I kind of stopped thinking about being ‘creative’ a long time ago. Probably when I officially dropped my love of Art in college, as a subject mind. I don’t think you could ever stop being an ‘artist’. I couldn’t see it as a long term relationship. We had no future. It’s not you, it’s me. Actually, it was kind of you. What was I going to do with an Art degree? Researching rather than using a blank canvas always let me down. I wasting my time? Why am I thinking about this all now? On a blog? All these years later? Yes, I have started blogging. This happened by accident. I didn’t intend on starting a blog, especially about something like this. It all happened by accident. But I am going to use this as a platform to explore creativity to its fullest. A big thank you to you if you’ve not fallen asleep by now, but I think it’s really important for all of use to think about that inner creative soul that I’m sure is in all of us. Whether it’s to be on stage, to pick up an instrument, to use that blank canvas…we shouldn’t hide from it any longer. Unleash it, and make this world beautiful.I look a fashion designers and artists, actors and musicians sometimes with a longing to belong. But I can draw, I can make a blank piece of look colour and beautiful. I have an artistic ‘hunar’. A talent. With practice of henna inspired designs, I can now make them look like stunning prints. People don’t believe me when I say it’s all freehand; that I don’t think about it but I just start and I let my mind become as free as a bird. So, I AM creative. I have creativity in me. I have to just look at myself and be a bird. Fly. 
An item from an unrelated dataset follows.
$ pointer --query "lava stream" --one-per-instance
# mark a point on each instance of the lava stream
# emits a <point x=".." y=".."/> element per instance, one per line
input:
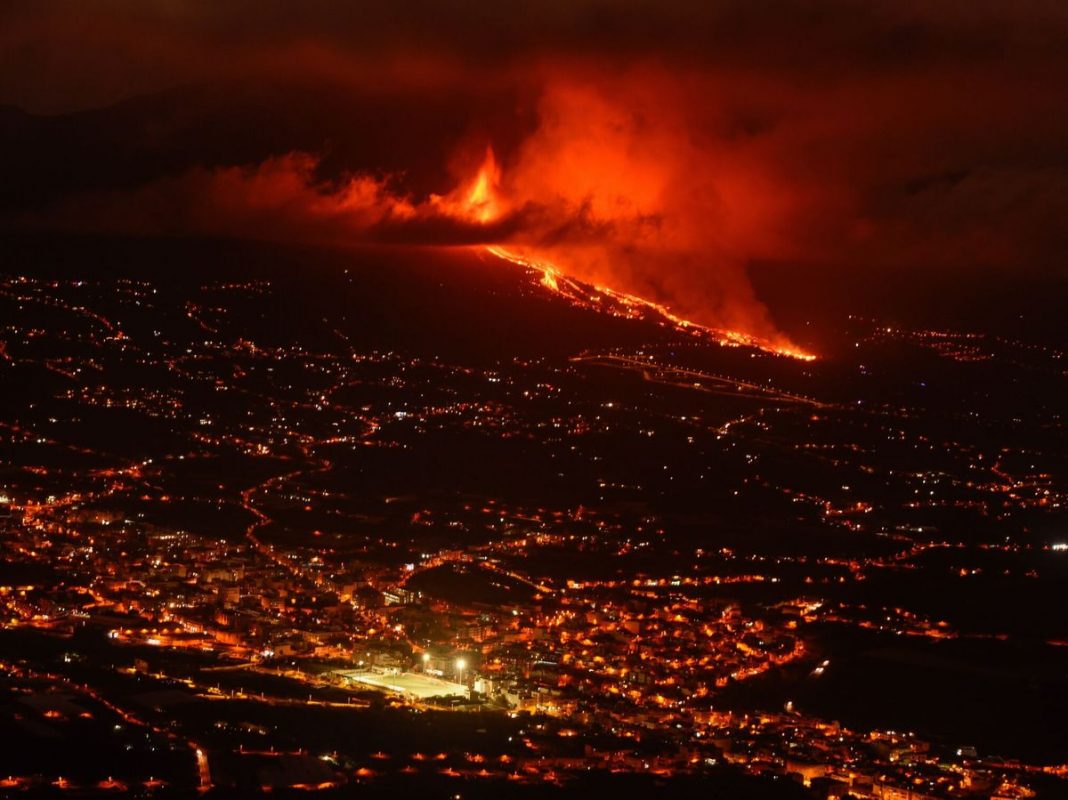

I had a childhood before technology infused my life. Facebook, Twitter, blogging, Instagram, etc etc – didn’t exist. We used to have an imagination. Pen and paper were important. Now creativity is measured by computers. Digital creativity is the ‘in thing’. But I live in a country that has so much historical and cultural creativity that I wonder why I haven’t appreciated it more. If I had gone and seen a play, spent every Friday in Vue, learnt the violin or graduated in Art, maybe I wouldn’t be so hesitant to belong. But to hell with that. Step by step, blog by blog, I’m going unleash the creative soul in me. (Cue Katy Perry’s Roar, oh oh oh, and Kangana Ranaut’s Queen, where she realises her own talents and strength through selling gol gappa, in Kolkata it’s called Puchka, in Mumbai it’s paani puri….).